Sebagai gambaran nyata, kondisi di Kabupaten Sanggau menjadi alarm bagi pemerintah. Wakil Bupati Sanggau, Susana Herpena, mengungkapkan bahwa program MBG belum memberikan dampak signifikan terhadap penurunan stunting di daerahnya. Berdasarkan data Dinas Kesehatan setempat, prevalensi stunting di Sanggau pada triwulan I tahun 2026 justru merangkak naik ke angka 21,82 persen, setelah sebelumnya sempat turun di level 20,50 persen pada tahun 2025.
Prioritas pada ‘Golden Period’
Menyikapi dinamika tersebut, Menkes Budi Gunadi Sadikin menegaskan bahwa perang melawan stunting tidak bisa dimenangkan secara instan melalui pemberian makan di usia sekolah saja.
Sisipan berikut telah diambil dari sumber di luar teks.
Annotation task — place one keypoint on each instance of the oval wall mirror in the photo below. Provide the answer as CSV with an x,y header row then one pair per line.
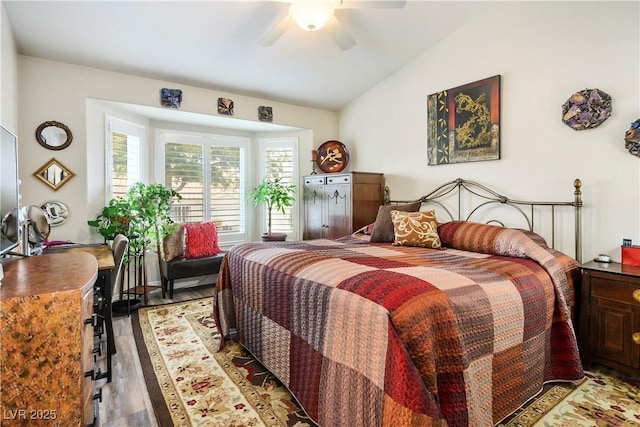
x,y
54,135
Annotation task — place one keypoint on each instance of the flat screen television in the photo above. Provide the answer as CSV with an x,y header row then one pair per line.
x,y
9,191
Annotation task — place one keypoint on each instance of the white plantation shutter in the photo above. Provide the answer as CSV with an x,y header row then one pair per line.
x,y
124,156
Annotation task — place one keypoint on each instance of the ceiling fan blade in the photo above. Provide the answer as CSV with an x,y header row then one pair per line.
x,y
339,34
371,4
276,32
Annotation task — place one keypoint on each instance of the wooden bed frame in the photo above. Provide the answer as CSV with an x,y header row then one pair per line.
x,y
473,199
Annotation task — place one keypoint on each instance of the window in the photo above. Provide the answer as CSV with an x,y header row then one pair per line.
x,y
209,171
124,156
278,160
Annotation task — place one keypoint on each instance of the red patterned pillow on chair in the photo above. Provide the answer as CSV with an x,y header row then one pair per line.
x,y
201,239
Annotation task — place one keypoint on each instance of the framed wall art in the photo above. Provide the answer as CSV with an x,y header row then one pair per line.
x,y
463,123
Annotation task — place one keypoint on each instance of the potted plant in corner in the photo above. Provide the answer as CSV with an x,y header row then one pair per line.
x,y
274,194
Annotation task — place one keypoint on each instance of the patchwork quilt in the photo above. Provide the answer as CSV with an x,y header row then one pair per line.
x,y
375,334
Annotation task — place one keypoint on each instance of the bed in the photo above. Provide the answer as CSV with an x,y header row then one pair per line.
x,y
370,333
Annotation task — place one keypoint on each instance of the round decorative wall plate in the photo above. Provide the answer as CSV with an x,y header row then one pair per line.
x,y
332,157
586,109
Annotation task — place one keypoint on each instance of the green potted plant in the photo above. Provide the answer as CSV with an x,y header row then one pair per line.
x,y
151,207
275,194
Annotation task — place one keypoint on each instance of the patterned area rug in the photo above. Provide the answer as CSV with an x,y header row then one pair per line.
x,y
190,384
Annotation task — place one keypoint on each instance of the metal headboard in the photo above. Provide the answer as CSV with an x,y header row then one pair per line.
x,y
485,197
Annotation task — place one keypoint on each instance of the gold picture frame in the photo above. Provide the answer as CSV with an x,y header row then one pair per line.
x,y
54,174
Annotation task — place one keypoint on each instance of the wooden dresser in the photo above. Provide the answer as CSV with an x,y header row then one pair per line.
x,y
610,316
338,204
47,340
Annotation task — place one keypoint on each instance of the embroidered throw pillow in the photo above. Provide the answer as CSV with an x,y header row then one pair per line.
x,y
416,229
383,227
173,244
201,239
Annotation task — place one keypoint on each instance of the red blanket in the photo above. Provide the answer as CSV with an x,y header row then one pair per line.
x,y
375,334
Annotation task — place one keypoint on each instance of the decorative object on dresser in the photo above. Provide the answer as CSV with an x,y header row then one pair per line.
x,y
47,343
54,174
586,109
170,97
336,205
610,316
54,135
34,227
332,156
275,194
632,138
463,123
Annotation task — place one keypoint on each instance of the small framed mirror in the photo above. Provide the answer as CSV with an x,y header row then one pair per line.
x,y
54,135
54,174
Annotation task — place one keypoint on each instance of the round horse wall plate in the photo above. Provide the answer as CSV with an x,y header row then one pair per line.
x,y
333,156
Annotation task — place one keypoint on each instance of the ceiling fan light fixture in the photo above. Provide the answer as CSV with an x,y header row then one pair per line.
x,y
311,15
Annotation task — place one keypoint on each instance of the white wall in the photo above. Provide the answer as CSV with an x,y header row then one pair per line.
x,y
544,51
67,93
Ia secara terbuka meminta Badan Gizi Nasional (BGN) untuk meninjau kembali skala prioritas mereka. Menurutnya, garda terdepan dalam memutus rantai stunting adalah ibu hamil, ibu menyusui, dan balita.
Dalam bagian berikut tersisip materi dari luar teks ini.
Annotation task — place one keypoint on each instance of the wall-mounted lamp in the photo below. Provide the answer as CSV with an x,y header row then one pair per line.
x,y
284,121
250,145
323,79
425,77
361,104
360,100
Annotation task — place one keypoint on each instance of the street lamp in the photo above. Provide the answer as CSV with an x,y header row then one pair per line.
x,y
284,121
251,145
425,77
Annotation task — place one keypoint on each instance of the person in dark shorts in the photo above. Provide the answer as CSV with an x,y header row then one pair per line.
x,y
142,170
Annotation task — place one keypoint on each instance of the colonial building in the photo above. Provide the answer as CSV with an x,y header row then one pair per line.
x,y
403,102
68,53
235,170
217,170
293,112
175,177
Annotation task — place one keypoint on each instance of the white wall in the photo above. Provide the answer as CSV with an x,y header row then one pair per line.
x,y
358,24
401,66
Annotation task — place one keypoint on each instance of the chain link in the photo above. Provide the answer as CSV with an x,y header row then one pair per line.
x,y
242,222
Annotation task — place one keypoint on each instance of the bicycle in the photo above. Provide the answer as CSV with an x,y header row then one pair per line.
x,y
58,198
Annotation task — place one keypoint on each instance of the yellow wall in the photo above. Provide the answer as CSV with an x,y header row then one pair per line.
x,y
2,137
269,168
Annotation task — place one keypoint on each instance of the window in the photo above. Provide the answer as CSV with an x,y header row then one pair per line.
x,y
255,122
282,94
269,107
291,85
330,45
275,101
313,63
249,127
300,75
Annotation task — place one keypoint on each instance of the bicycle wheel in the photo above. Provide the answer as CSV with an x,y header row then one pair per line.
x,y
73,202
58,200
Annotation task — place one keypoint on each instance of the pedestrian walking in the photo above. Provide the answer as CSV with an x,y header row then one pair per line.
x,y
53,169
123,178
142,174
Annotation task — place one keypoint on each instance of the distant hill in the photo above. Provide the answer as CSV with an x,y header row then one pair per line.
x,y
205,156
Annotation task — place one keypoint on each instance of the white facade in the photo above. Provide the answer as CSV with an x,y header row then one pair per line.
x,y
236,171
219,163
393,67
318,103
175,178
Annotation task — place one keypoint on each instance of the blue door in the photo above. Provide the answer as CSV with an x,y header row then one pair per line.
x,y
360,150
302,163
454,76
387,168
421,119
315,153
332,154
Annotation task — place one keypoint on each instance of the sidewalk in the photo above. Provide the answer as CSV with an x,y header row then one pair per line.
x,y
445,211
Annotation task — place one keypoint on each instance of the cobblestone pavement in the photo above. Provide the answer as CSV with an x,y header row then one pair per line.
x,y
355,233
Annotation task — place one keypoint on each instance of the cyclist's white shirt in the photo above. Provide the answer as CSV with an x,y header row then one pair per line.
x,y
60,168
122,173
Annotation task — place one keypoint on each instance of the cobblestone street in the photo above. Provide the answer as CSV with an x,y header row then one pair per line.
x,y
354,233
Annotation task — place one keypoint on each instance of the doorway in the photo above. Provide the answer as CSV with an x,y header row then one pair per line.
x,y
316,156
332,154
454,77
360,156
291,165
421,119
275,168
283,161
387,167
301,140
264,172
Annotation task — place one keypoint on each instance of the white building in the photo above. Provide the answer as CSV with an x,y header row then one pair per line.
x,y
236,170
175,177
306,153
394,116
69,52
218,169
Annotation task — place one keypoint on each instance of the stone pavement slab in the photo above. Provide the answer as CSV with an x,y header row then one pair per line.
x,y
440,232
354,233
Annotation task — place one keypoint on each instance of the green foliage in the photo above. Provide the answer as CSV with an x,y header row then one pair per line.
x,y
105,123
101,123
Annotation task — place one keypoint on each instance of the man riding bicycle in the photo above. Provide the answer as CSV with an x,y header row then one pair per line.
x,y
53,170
“Jika program MBG ini ingin benar-benar sukses dan mengurangi beban kesehatan di masa depan, fokusnya harus tajam. Saya sudah meminta kepada Ibu Nanik (Kepala BGN) agar memberikan perhatian lebih besar kepada ibu hamil. Kita harus memastikan asupan gizi mereka terpenuhi sejak masa kehamilan agar anak tidak lahir dengan masalah kesehatan,” tutur Budi dengan nada persuasif.
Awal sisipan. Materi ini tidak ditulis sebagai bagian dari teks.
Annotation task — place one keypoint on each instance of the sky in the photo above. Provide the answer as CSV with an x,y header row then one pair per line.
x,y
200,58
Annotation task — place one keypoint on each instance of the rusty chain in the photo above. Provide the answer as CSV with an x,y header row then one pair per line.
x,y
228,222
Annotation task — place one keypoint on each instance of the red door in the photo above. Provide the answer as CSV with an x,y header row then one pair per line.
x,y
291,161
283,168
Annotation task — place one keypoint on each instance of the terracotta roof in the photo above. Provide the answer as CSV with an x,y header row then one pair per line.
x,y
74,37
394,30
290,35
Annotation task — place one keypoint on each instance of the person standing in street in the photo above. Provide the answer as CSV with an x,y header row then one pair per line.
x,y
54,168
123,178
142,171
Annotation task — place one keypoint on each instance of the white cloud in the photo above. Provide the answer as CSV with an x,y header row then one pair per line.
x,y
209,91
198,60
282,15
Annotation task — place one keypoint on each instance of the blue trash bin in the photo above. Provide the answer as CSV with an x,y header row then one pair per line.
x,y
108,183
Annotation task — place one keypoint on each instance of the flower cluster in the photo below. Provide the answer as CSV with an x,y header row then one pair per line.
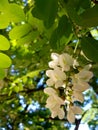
x,y
66,83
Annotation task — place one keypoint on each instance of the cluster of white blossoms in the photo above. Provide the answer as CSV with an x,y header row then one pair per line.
x,y
66,83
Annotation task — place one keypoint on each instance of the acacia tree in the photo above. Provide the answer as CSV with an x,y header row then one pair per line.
x,y
32,96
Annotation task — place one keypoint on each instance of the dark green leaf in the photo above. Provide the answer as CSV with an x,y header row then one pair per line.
x,y
46,10
5,61
19,31
2,73
63,31
90,17
4,43
90,48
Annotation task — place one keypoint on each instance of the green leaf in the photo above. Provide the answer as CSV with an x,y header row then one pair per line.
x,y
90,17
90,48
5,61
46,10
28,38
10,13
2,73
4,43
16,13
95,69
62,33
19,31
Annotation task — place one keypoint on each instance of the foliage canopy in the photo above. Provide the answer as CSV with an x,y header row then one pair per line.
x,y
30,30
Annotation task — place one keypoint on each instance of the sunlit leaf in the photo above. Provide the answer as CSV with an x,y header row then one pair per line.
x,y
19,31
46,10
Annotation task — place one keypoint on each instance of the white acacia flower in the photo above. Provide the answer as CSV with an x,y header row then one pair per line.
x,y
65,61
84,75
80,80
56,77
79,85
55,60
54,103
73,110
77,96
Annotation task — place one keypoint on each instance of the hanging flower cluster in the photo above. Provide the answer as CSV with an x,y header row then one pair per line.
x,y
65,85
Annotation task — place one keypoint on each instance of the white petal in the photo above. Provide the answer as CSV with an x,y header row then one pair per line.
x,y
53,64
80,86
53,114
70,116
61,113
49,91
50,82
59,74
54,56
77,110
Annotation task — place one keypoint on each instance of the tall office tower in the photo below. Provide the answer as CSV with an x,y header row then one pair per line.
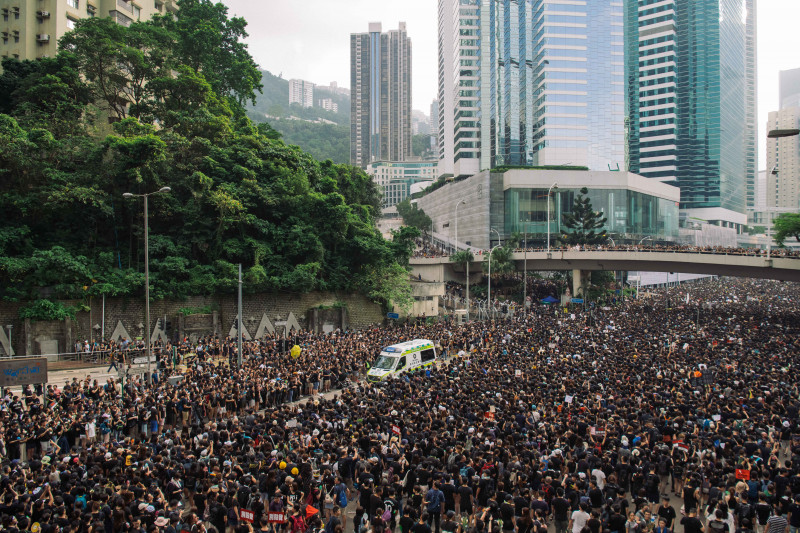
x,y
301,92
435,127
446,72
690,68
534,82
789,88
31,29
380,95
783,162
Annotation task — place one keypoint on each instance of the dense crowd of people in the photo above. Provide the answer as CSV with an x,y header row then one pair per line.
x,y
589,421
426,250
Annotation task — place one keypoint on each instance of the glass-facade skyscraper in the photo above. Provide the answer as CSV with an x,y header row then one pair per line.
x,y
690,69
533,82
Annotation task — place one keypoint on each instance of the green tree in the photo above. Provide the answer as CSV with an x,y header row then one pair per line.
x,y
404,243
583,225
502,261
421,144
211,43
414,216
786,225
239,193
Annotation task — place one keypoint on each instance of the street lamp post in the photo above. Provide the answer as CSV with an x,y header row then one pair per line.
x,y
553,186
639,273
457,206
776,134
525,272
489,289
148,347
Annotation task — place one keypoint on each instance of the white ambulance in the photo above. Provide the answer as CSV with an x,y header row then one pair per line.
x,y
403,357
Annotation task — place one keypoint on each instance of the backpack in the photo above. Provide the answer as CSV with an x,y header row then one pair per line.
x,y
663,467
252,499
745,511
298,524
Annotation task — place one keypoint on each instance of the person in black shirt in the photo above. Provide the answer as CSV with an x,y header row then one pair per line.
x,y
690,522
507,514
561,509
666,511
616,521
406,521
422,525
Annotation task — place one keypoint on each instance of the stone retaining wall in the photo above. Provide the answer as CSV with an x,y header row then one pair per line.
x,y
33,338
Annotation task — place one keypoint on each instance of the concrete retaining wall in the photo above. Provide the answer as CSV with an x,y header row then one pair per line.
x,y
41,337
Mengkaji Ulang Pemberian Makan di Sekolah
Menteri Kesehatan bukan bermaksud menolak pemberian makanan bergizi bagi anak sekolah. Namun, dari kacamata medis, intervensi pada periode emas pertumbuhan—yakni 1.000 hari pertama kehidupan—memiliki dampak yang jauh lebih permanen. Ia menjelaskan bahwa kekurangan gizi pada ibu hamil dan balita yang belum masuk sekolah adalah akar masalah yang sebenarnya.
“Begitu seorang ibu hamil, gizi tidak boleh kurang. Begitu juga saat menyusui selama dua tahun, asupan gizi harus tetap terjaga. Balita di usia emas inilah yang paling menentukan, jauh sebelum mereka masuk ke bangku sekolah,” tambahnya menjelaskan urgensi kesehatan masyarakat secara menyeluruh.
Langkah Berbasis Data
Saat ini, pemerintah melalui kolaborasi antara Kementerian Kesehatan serta Kementerian Pendidikan Dasar dan Menengah sedang giat mengumpulkan data empiris. Pemantauan ini bertujuan untuk mengukur dampak nyata MBG terhadap status gizi penerima manfaat secara berkala.
Evaluasi berbasis bukti (evidence-based) ini diharapkan menjadi landasan bagi pemerintah untuk memutuskan apakah program saat ini sudah berada di jalur yang benar atau memerlukan perombakan strategi yang lebih radikal. Hingga detik ini, pemerintah masih berhati-hati dalam menyampaikan klaim keberhasilan sebelum data yang valid dan komprehensif benar-benar terkumpul untuk membuktikan adanya penurunan angka stunting yang konsisten.